Bringing Justice: Columbus Police Launch New Initiative to Solve Cold Case Murders

Bringing Justice: Columbus Police Launch New Initiative to Solve Cold Case Murders

By Kirsten J. Barnes

The Columbus Police Department has launched a new initiative to find suspects in dozens of unsolved murders.

Sgt. Sherman Hayes of the Violent Crimes Unit teamed with Kathryn Tyson, administrative specialist II, to spotlight cold cases monthly on its Facebook page.

“Every month, I highlight an unsolved homicide on our Facebook page,” Tyson said. We started it in March. It was Sgt. Hayes’s idea because he wanted to bring some awareness to the cases, and we collaborated and came up with a video once a month highlighting a certain case.”

Tyson and Hayes said the exposure has successfully uncovered new leads to old cases. 

“People, especially as fast-paced as Columbus is, people lose interest in cases. So, many of these unsolved homicides do sit and kind of dry up,” Tyson said. “So, highlighting them once a month is a pretty good way to get people talking again.”

Hayes said that after reaching out to other departments, including those in New York, Tampa, Fla., and Montgomery and Birmingham, Ala., he decided that social media was the way to get the results he sought.

This kind of talking leads to people deciding to do the right thing and come forward with new leads. After several years, relationships change, and so do allegiances. 

“Social media is the key form of communication today,” said Hayes, who has worked on more than 400 cases. “Everyone has a phone and is on some social media platform.”

The series is called “Beyond the Yellow Tape” and features one unsolved homicide each month. 

“We’re trying to get a video out per month telling about one case and telling about the victim, hoping that their family and friends will share it with others, and then those people will share it with more so it can reach a large span of people.”

 Hayes said that typically, victims know their killer. 

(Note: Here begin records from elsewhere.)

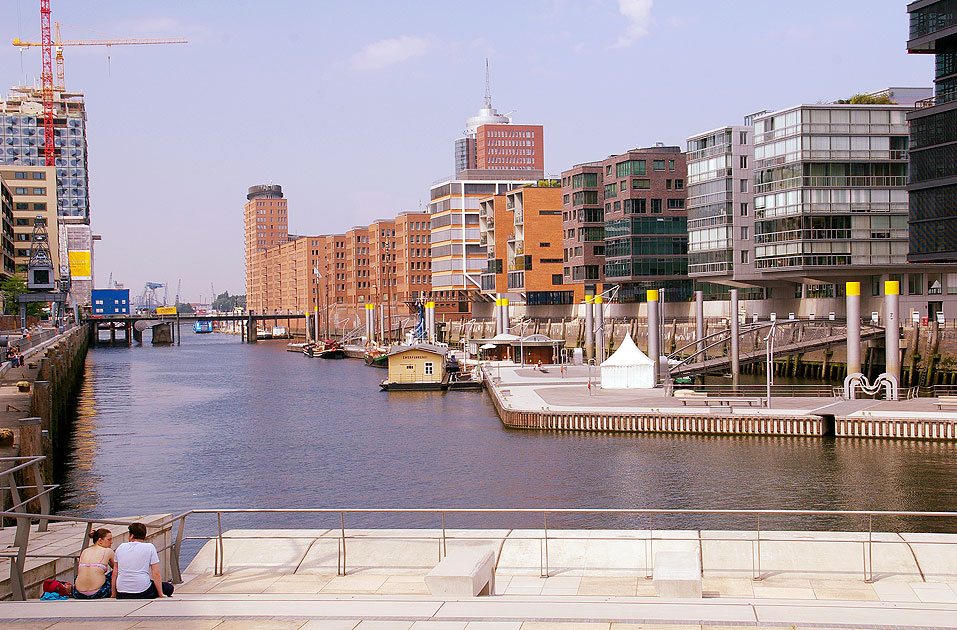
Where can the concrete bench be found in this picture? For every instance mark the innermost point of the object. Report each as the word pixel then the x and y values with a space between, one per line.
pixel 946 401
pixel 463 573
pixel 677 574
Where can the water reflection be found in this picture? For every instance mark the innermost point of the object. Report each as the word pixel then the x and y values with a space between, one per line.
pixel 215 423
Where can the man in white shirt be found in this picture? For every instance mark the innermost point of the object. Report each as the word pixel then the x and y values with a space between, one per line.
pixel 136 573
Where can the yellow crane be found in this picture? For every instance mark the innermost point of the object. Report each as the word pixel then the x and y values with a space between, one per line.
pixel 59 43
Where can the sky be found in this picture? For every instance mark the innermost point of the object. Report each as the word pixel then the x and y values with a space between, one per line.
pixel 353 107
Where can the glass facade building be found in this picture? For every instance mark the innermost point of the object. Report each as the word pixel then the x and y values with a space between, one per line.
pixel 933 136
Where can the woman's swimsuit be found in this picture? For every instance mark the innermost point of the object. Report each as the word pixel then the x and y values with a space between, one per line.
pixel 104 591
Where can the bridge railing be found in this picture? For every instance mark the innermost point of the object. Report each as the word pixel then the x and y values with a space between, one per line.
pixel 646 527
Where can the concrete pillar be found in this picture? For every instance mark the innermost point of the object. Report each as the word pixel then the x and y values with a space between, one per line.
pixel 600 337
pixel 699 319
pixel 589 327
pixel 853 297
pixel 735 340
pixel 654 331
pixel 892 334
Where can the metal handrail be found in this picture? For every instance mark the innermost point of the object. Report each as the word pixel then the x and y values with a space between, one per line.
pixel 761 532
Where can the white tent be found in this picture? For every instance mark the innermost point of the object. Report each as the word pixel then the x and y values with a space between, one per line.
pixel 628 368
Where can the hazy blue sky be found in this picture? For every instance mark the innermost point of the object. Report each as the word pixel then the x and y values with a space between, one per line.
pixel 353 107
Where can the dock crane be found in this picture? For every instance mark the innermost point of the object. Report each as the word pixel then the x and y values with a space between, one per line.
pixel 46 48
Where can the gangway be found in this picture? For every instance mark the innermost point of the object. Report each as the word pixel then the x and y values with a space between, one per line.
pixel 793 337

“We are hoping that someone knows about a connection between the victim and the person we don’t know,” Hayes said. “As time goes on, people tend to talk about things and provide more details.”

He said that in addition to social media, legacy media, such as television, radio, and newspapers, are important for spreading the word. He added that other news organizations expressed an interest but have yet to follow up.

In 2023 there were 14 unsolved homicides, and in 2022 there were 15.

Although these numbers seem high, it is less than the national standard for homicide cases.

According to the FBI and, the national murder clearance average is less than 55 percent each year, followed by about 45 percent for aggravated assault offenses. 

“We’re going to fight crime in this city,” Hayes said. 

Since January of this year, there have been 15 homicides, with only one unsolved. Derrick Jackson was murdered on Jan. 18 at 5506 Glenview Dr., and no warrants have been issued in the case. 

Hayes said in the coming months, they will highlight both old and newer unsolved murders. 

On the department’s website, located at, there is a list of unsolved murders dating back to 1973.

“We want the public to know that we still care, and if we get someone willing to talk with us, we are willing to provide a reward and go after the bad guys,” Hayes said. “In order for this to be successful, it’s going to have to be a constant push with our social media and our local media.”

Hayes said they decided against doing a new case weekly because they wanted more time to be spent focused on one case. 

With new discoveries in DNA research, more evidence reveals its secrets, but Hayes said DNA cannot assist in every case. 

“With shootings, DNA doesn’t always exist, but we are reviewing everything to see if we can get something,” Hayes said, adding that recently, the department was able to get DNA from a piece of wood.